Focal Adhesion Kinase – a new target in cancer immunotherapy
Session type: Oral
1MRC Centre for Inflammation Research, Queen’s Medical Research Institute, University of Edinburgh
Immunotherapy has revolutionised the treatment of some cancers. However, many patients still do not respond. Therefore, understanding the key molecular pathways that drive resistance to immunotherapy will enable development of new therapeutic strategies. We recently identified a novel role for the non-receptor protein tyrosine kinase Focal Adhesion Kinase (FAK) in regulating the anti-tumour immune response in a mouse model of skin Squamous Cell Carcinoma (SCC). Specifically, FAK-dependent regulation of the chemokine Ccl5 was required to drive elevated numbers of regulatory T-cells into tumours, resulting in suppression of the anti-tumour CD8+ T-cell response.
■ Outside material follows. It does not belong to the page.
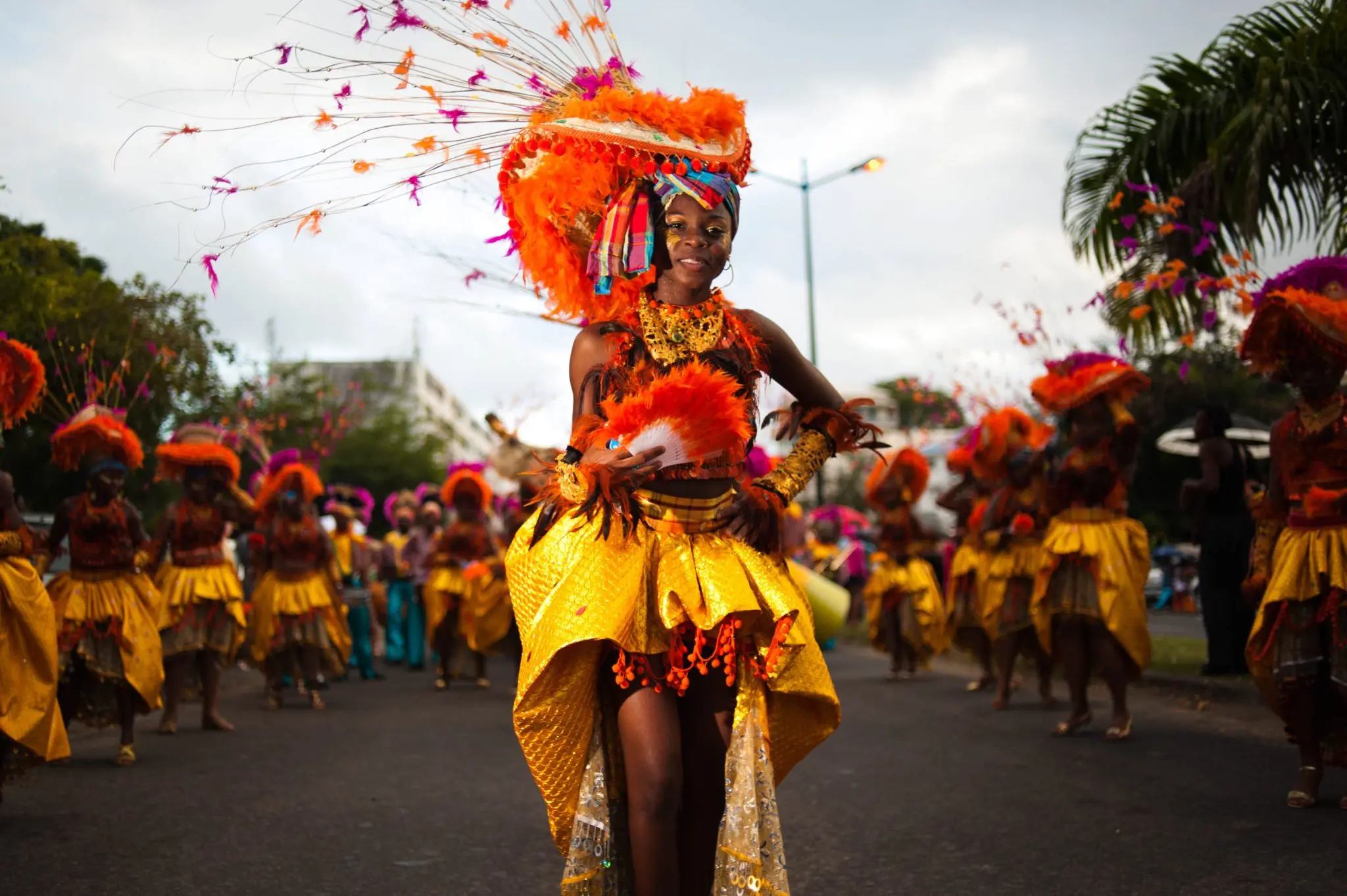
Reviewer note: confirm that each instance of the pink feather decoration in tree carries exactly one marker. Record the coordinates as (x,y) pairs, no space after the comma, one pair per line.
(694,412)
Regulation of Ccl5 expression was dependent on FAK nuclear function, and treatment with a small molecule FAK kinase inhibitor resulted in complete SCC tumour regression. Therefore, targeting FAK can reprogram the immuno-suppressive tumour microenvironment (TME) to potentiate an anti-tumour immune response. Similar findings have since been reported using transplantable and genetic mouse models of pancreatic cancer, identifying that treatment with a FAK kinase inhibitor can result in broad reprogramming of the fibrotic and immunosuppressive pancreatic TME. However, the mechanisms underpinning FAK-dependent regulation of the pancreatic TME are poorly characterised. We have used CRISPR to deplete FAK expression in pancreatic cancer cells isolated from PDAC arising on Pdx-cre KrasG12D/+p53R172H/+ mice (KPC mice), and show that FAK-depletion results in (1) an anti-tumour CD8+ T-cell response that contributes to an inhibition of tumour growth, (2) regulation of the immuno-suppressive pancreatic TME, and (3) regulation of chemokine and cytokine expression. Ongoing studies are aimed at better understanding the mechanisms of FAK-dependent immune evasion in pancreatic cancer, and are being performed alongside a clinical trial testing FAK inhibition in combination with anti-PD-1 in patients with pancreatic cancer, non-small cell lung cancer, and mesothelioma (clinicaltrials.gov NCT02758587).